First, the number must contain the 123456789 and 987654321 sub-sequences. Since only 1 of the digits can be reused (i.e. be contained in both sequences), so the number must be at least 9+9-1=17 digits long. Now, note that the square root is 9 digits long, so its square must be either 17 or 18 digits long. So, the search space is decreased to 4 numbers: 12345678987654321, 98765432123456789, 123456789987654321 and 987654321123456789.

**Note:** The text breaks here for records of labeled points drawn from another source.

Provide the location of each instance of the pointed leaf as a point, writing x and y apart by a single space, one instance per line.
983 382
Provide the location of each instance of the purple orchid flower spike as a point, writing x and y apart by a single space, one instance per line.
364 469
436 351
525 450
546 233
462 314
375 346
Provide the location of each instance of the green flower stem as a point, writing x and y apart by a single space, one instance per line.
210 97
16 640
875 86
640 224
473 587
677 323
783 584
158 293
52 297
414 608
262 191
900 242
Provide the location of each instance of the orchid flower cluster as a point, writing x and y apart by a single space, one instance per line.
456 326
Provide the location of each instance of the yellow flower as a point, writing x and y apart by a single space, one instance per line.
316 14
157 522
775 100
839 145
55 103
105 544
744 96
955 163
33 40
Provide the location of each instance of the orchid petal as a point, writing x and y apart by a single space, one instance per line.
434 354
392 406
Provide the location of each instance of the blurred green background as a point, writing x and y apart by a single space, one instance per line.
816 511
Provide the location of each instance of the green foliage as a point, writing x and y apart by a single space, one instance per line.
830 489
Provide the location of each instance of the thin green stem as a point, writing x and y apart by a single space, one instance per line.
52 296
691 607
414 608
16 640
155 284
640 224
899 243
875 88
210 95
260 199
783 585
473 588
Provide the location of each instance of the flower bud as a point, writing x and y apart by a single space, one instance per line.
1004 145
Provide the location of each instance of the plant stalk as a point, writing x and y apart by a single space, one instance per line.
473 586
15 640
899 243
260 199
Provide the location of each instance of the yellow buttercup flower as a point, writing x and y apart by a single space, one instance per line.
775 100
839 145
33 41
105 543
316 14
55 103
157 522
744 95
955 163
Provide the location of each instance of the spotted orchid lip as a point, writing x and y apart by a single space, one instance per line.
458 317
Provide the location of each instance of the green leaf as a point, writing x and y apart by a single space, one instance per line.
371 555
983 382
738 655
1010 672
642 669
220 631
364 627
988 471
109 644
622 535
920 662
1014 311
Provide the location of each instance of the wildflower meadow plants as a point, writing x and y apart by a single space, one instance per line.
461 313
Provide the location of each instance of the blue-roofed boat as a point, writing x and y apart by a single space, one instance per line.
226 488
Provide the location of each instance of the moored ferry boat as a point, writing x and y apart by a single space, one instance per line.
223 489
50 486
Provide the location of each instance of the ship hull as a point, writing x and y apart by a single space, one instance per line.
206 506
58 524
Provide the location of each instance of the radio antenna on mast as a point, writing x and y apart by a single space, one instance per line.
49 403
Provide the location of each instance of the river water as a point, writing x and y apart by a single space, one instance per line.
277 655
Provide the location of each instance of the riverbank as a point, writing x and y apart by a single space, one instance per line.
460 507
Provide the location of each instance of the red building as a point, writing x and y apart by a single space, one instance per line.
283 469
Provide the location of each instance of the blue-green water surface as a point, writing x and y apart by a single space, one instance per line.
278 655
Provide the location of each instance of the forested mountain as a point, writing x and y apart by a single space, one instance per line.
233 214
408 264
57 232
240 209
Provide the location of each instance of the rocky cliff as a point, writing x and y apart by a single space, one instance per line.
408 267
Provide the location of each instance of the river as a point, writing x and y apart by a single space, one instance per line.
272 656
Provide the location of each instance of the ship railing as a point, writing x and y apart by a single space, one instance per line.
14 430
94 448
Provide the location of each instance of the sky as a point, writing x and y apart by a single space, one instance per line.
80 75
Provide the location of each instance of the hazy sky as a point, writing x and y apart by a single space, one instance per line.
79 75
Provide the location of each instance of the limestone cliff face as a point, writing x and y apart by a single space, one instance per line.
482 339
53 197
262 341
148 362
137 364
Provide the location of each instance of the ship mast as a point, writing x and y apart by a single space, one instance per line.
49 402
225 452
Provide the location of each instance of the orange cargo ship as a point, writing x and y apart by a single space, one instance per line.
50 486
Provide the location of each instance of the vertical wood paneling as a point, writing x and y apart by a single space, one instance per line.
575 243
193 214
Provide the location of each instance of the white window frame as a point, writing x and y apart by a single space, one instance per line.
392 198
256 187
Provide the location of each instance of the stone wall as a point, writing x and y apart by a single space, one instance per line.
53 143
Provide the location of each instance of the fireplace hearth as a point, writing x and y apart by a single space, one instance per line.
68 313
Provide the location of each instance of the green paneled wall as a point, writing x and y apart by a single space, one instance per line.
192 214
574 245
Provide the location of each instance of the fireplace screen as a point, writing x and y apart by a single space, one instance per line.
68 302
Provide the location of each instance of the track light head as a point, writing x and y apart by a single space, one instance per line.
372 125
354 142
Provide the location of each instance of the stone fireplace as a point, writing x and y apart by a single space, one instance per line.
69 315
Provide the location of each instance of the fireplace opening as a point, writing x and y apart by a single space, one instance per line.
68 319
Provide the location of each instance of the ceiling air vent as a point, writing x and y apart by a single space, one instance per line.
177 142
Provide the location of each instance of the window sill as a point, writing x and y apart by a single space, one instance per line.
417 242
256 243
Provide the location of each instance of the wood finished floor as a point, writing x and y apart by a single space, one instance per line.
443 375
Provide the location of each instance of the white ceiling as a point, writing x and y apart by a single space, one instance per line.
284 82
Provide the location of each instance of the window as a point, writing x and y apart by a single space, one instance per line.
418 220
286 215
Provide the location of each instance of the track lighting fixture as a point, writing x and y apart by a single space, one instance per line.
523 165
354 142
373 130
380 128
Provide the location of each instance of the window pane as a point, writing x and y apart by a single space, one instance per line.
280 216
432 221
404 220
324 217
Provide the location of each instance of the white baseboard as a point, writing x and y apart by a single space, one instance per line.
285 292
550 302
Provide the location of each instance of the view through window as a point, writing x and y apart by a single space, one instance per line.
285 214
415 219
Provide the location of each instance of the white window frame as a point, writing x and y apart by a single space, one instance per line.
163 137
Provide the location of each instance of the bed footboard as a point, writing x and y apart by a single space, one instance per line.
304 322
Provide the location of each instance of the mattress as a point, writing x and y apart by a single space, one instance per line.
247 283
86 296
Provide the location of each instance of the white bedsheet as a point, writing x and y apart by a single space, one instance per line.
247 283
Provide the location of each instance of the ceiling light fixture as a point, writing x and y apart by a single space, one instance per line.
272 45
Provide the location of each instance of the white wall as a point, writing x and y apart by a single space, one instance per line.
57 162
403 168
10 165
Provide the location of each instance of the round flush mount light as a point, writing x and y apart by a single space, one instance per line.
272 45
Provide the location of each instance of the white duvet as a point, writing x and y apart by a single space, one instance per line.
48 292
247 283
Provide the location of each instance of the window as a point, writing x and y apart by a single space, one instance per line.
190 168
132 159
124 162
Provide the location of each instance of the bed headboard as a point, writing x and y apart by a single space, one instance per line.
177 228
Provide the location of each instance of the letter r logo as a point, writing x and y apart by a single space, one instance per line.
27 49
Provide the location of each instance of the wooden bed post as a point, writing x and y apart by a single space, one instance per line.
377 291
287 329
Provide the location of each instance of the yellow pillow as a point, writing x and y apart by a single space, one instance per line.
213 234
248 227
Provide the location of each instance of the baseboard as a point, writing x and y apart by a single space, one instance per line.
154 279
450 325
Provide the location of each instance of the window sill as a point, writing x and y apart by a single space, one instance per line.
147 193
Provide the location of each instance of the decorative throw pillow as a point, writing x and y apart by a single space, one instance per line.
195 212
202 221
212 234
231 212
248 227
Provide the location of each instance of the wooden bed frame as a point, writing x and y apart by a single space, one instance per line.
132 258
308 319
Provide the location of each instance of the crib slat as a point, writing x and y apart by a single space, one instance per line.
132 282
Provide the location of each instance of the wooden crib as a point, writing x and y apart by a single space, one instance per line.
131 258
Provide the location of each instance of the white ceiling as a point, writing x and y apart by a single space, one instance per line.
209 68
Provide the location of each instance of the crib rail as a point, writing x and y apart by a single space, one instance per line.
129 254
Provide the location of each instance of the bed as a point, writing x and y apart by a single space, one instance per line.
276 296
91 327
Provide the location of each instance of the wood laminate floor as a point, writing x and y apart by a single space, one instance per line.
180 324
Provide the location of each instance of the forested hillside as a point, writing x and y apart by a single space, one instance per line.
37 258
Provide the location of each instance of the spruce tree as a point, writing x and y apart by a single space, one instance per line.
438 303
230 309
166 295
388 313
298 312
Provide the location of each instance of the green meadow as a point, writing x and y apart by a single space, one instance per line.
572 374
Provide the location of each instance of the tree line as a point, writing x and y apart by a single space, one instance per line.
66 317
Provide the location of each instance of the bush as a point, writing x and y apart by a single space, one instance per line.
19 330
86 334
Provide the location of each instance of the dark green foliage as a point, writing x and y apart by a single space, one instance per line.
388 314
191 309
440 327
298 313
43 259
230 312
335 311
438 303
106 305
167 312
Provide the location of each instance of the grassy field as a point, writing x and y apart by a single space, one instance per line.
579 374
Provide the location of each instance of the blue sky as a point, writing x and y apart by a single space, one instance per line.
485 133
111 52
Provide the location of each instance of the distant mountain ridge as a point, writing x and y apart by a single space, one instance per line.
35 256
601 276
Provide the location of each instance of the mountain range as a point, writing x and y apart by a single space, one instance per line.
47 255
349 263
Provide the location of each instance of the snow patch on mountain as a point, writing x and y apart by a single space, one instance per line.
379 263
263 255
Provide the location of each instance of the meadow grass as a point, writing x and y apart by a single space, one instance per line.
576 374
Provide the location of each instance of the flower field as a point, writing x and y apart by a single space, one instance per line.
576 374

Now, let $S$ be $\sum\limits_{i=0}^n{x^n}$. So, $S^2=\sum\limits_{i=0}^n\sum\limits_{j=0}^n{x^{i+j}}$. This can be reduced to $1x^0+2x+3x^2+\dots+(n+1)x^n+\dots+3x^{2n-2}+2x^{2n-1}+1x^{2n}$ (ones and zeroth powers are explicitly written for clarity), since both $0$ and $2n$ can be represented as a sum of 2 nonnegative integers not greater than $n$ in exactly one way ($0+0$ and $n+n$ respectively), $1$ and $2n-1$ in two ways ($1+0,0+1$ and $n+(n-1),(n-1)+n$), etc. Taking $x=10$ and $n=8$ (so $n+1=9$), we get the result: $111111111^2=12345678987654321$.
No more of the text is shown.